|
Without extraction tools
Tools are needed to manage all available information including
the Web, subscription services, and internal data stores. Without
an extraction tool (a product specifically designed to find, organize,
and output the data you want), you have very poor choices for getting
information. Your choices are:
Use search engines Search engines help find some
Web information, but they do not pinpoint information, cannot fill
out web forms they encounter to get you the information you need,
are perpetually behind in indexing content, and at best, can only
go two or three levels deep into a Web site. And they cannot search
file directories on your network.
Manually surf the Web and file directories Aside
from the labor-intensive aspect of this option, the work is tedious,
costly, error prone, and very time consuming. Humans have to read
the content of each page to see if it matches their criteria, whereas
a computer is simply matching patterns, which is so much faster.
Create custom programming Custom programming
is costly, can be buggy, requires maintenance, and takes time to
develop. Plus the programs must be constantly updated as the location
of information frequently changes.
Inefficient methods means the information analyst spends time finding,
collecting, and aggregating data instead of analyzing data and gaining
the competitive edge. This also affects the application programmer
who has to spend time developing extraction tools instead of developing
tools for the core business.
New solutions improve productivity
Extraction tools using a concise notation
to define precise navigation and extraction
rules greatly reduce the time spent on systematic
collection efforts. Tools that support a variety
of format options provide a single development
platform for all collection needs regardless
of electronic information source.
Early attempts at software tools for “Web harvesting” and unstructured
data mining emerged, and started to get the attention of information
professionals. These products did a reasonable job of finding and
extracting Web information for intelligence gathering purposes.
But this was not enough. Organizations needed to reach the “deep
Web” and other electronic information sources, capabilities beyond
simplistic Web content clipping.
A new generation of information extraction tools is markedly improving
productivity for information analysts and application developers.
Uses for extraction tools
The most popular applications for information
extraction tools remain competitive intelligence
gathering and market research, but there are
some new applications emerging as organizations
learn how to better use the functionality
in the new generation of tools.
Deep Web price gathering The explosion of e-tailing,
e-business, and e-government makes a plethora of competitive pricing
information available on Web sites and government information portals.

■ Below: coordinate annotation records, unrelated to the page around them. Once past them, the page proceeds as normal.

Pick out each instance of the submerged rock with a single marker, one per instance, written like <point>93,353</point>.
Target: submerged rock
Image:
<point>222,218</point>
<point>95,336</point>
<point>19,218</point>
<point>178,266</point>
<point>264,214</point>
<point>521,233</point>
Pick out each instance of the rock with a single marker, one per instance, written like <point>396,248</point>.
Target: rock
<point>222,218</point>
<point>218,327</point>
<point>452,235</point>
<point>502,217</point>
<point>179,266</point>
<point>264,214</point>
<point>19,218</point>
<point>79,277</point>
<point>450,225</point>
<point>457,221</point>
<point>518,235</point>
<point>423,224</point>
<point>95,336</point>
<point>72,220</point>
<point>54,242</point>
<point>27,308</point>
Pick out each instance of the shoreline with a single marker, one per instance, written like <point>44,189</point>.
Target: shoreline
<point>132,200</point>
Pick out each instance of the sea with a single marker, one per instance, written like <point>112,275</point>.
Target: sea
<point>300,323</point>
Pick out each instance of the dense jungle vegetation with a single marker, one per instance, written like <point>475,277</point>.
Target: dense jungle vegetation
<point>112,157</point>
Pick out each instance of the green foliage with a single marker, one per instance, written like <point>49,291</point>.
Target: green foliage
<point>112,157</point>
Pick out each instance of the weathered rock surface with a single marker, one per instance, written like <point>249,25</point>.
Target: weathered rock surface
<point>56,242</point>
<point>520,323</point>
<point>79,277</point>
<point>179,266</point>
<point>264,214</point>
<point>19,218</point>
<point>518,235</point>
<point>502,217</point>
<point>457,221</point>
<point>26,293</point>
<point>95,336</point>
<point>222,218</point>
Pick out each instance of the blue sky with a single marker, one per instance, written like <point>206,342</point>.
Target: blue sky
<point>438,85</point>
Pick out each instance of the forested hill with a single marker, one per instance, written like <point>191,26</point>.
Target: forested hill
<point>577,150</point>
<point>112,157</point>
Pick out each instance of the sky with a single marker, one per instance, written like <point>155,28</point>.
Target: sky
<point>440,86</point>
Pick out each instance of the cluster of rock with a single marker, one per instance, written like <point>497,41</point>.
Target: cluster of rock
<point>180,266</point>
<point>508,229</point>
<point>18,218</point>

Unfortunately, price lists are difficult to extract without selecting
product categories or filling out Web forms. Also, some prices are
buried deep in .pdf documents. Automated forms completion and automated
downloading are necessary features to retrieve prices from the deep
Web.
Primary research Message boards, e-pinion sites,
and other Web forums provide a wealth of public opinion and user
experience information on consumer products, air travel, test drives,
experimental drugs, etc. While much of this information can be found
with a search engine, features like simultaneous board crawling,
selective content extraction, task scheduling, and custom output
reformatting are only available with extraction tools.
Content aggregation for information portals Content
is exploding and available from Web and non-Web sources. Extraction
tools can crawl the Web, internal information sources, and subscription
services to automatically populate portals with pertinent content
such as competitive information, news, and financial data.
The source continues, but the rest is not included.